From ML side, this system contains an image detection model (takes an image of multiple lines, outputs the location of lines) and an image classification model (takes an image of line, outputs a sequence of characters).

From engineering side, this system implements modules for experiment logging, data versioning, CI and testing, and model serving. The original repo can already run properly with Keras and a certain stack, my posts are focusing on how to re-implement it with PyTorch (plus some other stack).


Engineering Design

Details see the below image (taken from the original repo). There are 4 main design decisions:

ML pipeline
It's a tandem of line detection model - line classification model, rather than one end-to-end model.

Model
The Model class contains Dataset + Network + Config1 + methods e.g. fit/eval/loss, as well as util functions to process image.

Two layers of Config
The highest level of Config is a json file specifing the type of Model, Dataset, Network and their hyperparameters, as well as the training process. The subset of Config that contains Dataset and Network info becomes the Config1 above and fed to Model. The class loading with string is enabled by leveraging such patterns:

networks_module = importlib.import_module("text_recognizer.networks")
network_fn_ = getattr(networks_module, experiment_config["network"])

run_experiment
A function that takes the highest level Config and prepare model objects and training process. This is only for parsing and orchestration, no 'real' work.

application_schema


Performance

Accuracy
Line detection:

network Pixel Acc
FCN 0.928
UNet 0.954

Line Prediction:

network Character Acc
sliding + cnn + rnn + CTC loss 0.765
crnn + CTC loss 0.808
seq2seq TBD

Line detection
(left to right: raw image, true label, predicted label)
line_detection

Line prediction
line_prediction


General Learnings

Abstraction from Network to Model

The model architecture in this project aligns with the convergence of DL model design: 1. there’s a network we train and predict and it only deals with numericals; 2. On top of network, there’s a wrapper (called Model in this project) that interacts with the real world (e.g. inputs a raw image, outputs predicted classes). Thus, Model contains util functions to transform real world intputs into numericals (which are fed to Network) and transform numerical outputs from Network into real world objects.

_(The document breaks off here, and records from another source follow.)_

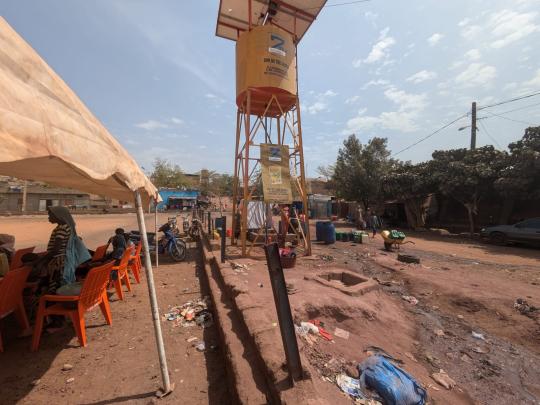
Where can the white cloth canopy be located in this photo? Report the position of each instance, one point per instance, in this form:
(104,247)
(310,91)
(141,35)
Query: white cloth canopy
(48,134)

The Model contains Data, Config, and Network, and these are exactly the deterministic ingredients for a ML model. From this we also know how to track and version a model during ML training: for input we track its data source, source code (defining the neural net architecture or a traditional ML model logic) and config (hyperparameters), for output we track its artifact path and the performance metric.

Separate classes for training dan prediction

In the project the Model class (which is for training and evaluation) is separated from a Predictor class (which is for serving as an app). This seems a common practice now, since Predictor just needs the util function of transforming a neural net’s output to be something for real world, and does not need NN-related methods like train/eval/loss etc.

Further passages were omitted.